Na verdade é mais pelo choque: parece que foi ontem, ó clichê vagabundo. Minha garganta ainda dói, mas não cheguei àquela febre doentia. Aliás, acho que estou tuberculosa - mas isso é coisa pra outro post. A Genê, quem diria?, saiu da minha vidinha e hoje está de volta. Não, eu não uso mais aparelho. Ainda deixo de fazer os deveres, só não há mãe a ser chamada nem Maribel pra ir em seu lugar.
Espero voltar em dez anos. Nem que seja por uma semana, rá. Sonhar não custa.
Fonte da imagem: Robert Doisneau.
Feb
25
2007
Resolvi assistir a uma maratona de episódios de Gilmore Girls hoje, e o 6×20 chamou muito a minha atenção, por mostrar o início da relação Lorelai e April, filha do Lucke. A menina estava de aniversário e ao pobre pai não estava conseguindo organizar a festinha sozinho. Ele pedira à Lor que mantivesse distância do relacionamentos deles, mas pediu socorro. Ela ajudou e a festinha foi fantástica, digna de Lorelai Gilmore.

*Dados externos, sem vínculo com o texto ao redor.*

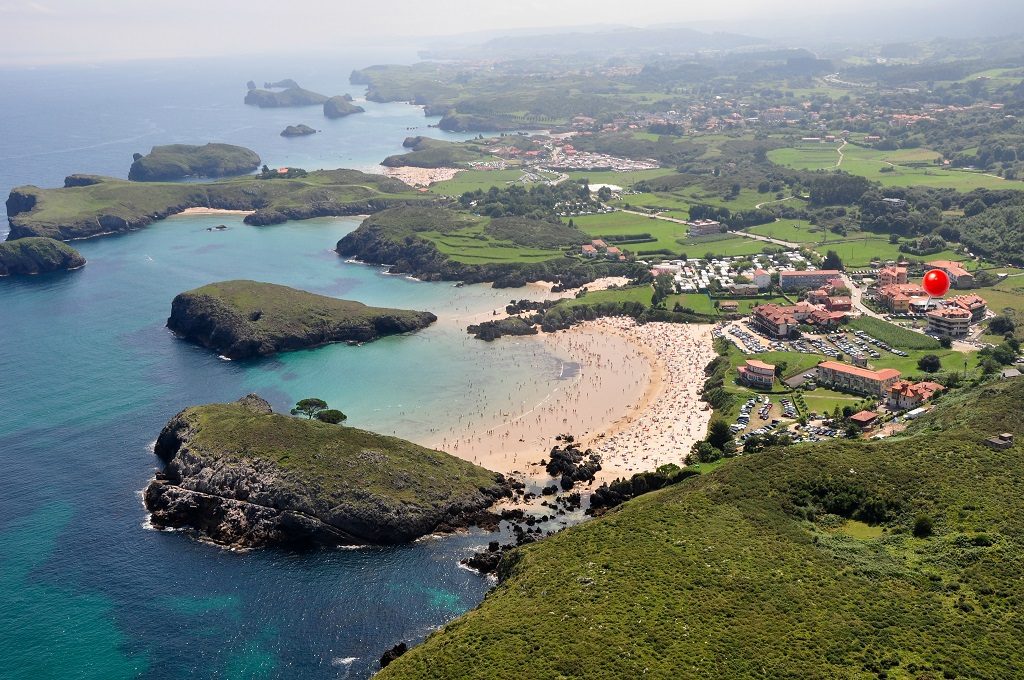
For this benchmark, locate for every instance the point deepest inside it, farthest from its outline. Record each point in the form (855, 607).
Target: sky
(93, 31)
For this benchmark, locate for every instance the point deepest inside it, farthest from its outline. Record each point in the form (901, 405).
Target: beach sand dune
(631, 392)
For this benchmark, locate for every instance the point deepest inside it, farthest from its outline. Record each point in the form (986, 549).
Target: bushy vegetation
(805, 561)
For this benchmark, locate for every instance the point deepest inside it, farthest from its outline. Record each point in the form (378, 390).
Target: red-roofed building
(973, 303)
(864, 419)
(949, 322)
(757, 374)
(905, 394)
(805, 281)
(854, 379)
(892, 275)
(958, 277)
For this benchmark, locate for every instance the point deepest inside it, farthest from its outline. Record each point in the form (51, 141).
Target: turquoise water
(89, 374)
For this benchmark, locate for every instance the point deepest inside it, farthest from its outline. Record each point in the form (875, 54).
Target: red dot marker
(936, 283)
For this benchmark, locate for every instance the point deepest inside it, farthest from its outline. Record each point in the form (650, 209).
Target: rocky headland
(37, 255)
(244, 476)
(173, 162)
(248, 319)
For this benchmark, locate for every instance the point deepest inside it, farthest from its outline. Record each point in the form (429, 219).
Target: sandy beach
(633, 395)
(419, 176)
(213, 211)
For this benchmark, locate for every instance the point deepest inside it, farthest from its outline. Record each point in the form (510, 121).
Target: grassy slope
(110, 197)
(339, 459)
(724, 577)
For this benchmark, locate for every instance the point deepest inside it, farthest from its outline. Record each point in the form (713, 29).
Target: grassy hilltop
(37, 256)
(242, 319)
(90, 205)
(794, 562)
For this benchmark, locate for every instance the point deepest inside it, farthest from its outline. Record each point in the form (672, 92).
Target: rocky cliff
(244, 476)
(27, 256)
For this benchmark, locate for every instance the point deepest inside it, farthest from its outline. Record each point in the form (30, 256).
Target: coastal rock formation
(339, 107)
(35, 255)
(246, 319)
(297, 131)
(290, 96)
(179, 161)
(245, 476)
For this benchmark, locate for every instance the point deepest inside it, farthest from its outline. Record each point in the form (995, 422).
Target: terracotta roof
(884, 374)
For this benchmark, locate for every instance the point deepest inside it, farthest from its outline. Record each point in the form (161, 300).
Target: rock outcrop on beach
(242, 475)
(37, 255)
(297, 131)
(247, 319)
(173, 162)
(341, 105)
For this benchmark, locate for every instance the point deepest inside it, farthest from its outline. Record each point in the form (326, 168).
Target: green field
(620, 223)
(794, 230)
(892, 334)
(909, 167)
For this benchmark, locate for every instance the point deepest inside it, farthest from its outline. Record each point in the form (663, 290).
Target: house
(848, 378)
(972, 303)
(892, 277)
(806, 281)
(904, 394)
(757, 374)
(897, 297)
(958, 277)
(950, 322)
(1005, 440)
(702, 227)
(864, 419)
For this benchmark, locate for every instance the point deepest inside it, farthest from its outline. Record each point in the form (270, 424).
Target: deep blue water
(88, 376)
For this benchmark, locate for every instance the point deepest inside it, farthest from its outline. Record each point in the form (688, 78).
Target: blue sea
(89, 375)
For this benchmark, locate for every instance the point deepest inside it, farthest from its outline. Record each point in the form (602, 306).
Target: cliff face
(29, 256)
(179, 161)
(226, 477)
(243, 320)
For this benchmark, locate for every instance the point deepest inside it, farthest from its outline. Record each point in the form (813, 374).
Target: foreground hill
(37, 256)
(799, 562)
(90, 205)
(244, 319)
(245, 476)
(179, 161)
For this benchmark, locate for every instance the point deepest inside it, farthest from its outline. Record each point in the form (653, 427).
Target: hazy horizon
(46, 32)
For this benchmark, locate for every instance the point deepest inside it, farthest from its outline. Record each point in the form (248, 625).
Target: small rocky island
(297, 131)
(339, 107)
(245, 476)
(283, 93)
(173, 162)
(247, 319)
(37, 255)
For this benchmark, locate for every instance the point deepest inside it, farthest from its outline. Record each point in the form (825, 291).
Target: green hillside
(798, 562)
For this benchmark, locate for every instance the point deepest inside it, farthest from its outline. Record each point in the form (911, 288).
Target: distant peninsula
(245, 476)
(297, 131)
(291, 95)
(92, 205)
(339, 107)
(247, 319)
(179, 161)
(37, 255)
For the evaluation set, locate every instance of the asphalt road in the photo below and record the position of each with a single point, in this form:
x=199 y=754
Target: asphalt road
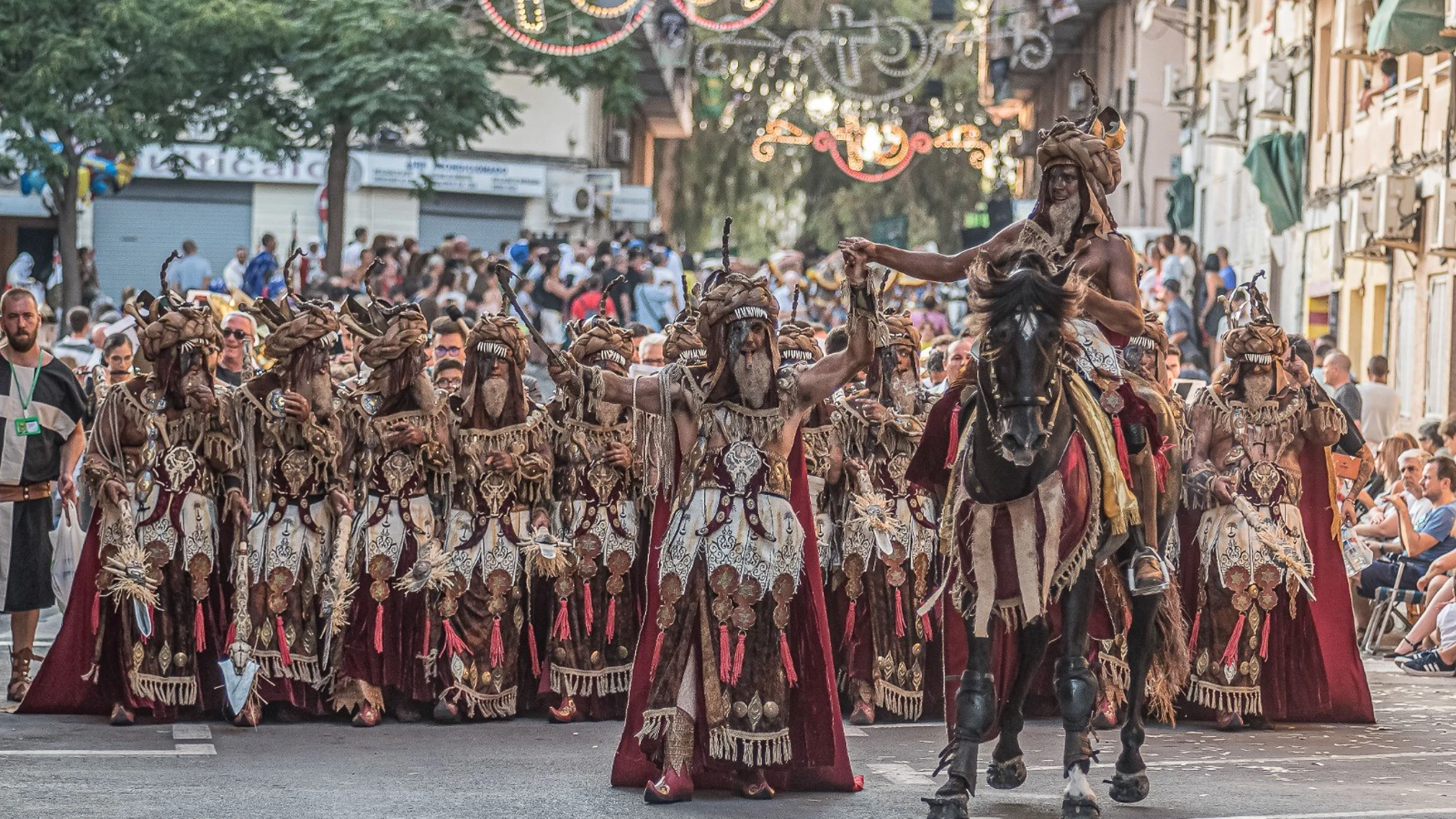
x=77 y=767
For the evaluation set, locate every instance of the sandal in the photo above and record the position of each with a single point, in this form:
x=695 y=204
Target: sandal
x=1397 y=654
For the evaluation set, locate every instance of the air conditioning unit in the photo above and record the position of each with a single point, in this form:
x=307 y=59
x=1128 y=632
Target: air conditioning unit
x=619 y=146
x=1271 y=85
x=1395 y=200
x=1225 y=106
x=572 y=197
x=1360 y=215
x=1177 y=95
x=1352 y=18
x=1445 y=239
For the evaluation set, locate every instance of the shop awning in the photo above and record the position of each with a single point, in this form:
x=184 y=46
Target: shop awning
x=1401 y=27
x=1277 y=165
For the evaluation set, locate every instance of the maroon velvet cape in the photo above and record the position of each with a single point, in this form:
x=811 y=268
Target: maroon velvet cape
x=58 y=687
x=817 y=735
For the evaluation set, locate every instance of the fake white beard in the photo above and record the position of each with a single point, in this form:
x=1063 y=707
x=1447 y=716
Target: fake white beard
x=753 y=374
x=493 y=396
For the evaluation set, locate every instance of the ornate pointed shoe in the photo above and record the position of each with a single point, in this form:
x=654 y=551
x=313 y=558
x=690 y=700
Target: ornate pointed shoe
x=367 y=716
x=19 y=674
x=121 y=716
x=753 y=786
x=567 y=713
x=670 y=788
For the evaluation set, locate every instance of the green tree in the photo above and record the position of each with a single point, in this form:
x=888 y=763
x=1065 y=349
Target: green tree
x=118 y=74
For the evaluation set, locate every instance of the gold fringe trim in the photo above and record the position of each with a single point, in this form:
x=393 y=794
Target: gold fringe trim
x=655 y=723
x=163 y=690
x=484 y=706
x=571 y=683
x=749 y=748
x=302 y=670
x=1226 y=699
x=904 y=704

A mãe da April, Anna, quando descobriu, foi colocar o dedo na cara do Lucke e alegou que não conhecia a Lor. Pois a Lor foi até a loja dela e as duas conversaram. Anna disse que não gostaria que a April se relacionasse com ela pois eles são apenas noivos, podem se separar e ela deseja estabilidade pra filha, que nunca apresentou seus namorados à filha, essas coisas.
Eu pensava como a Anna há dois minutos atrás: que deve-se evitar apresentar namorados para os filhos, especialmente quando se acredita que durará pouco. Eu, particularmente, nunca tive reservas quanto ao outro lado; sei que ele busca relacionamentos duradouros e consegue. Já eu sou instável e duvido que algum namorinho meu vá longe.
Aí me dei conta de tudo o que eu perderia se meus pais tivesse agido assim, como a Anna sugere à Lor. Minha personalidade seria outra: eu aprendi a lidar com perdas, com a instabilidade, aprendi que relacionamentos não são perfeitos e não duram pra sempre.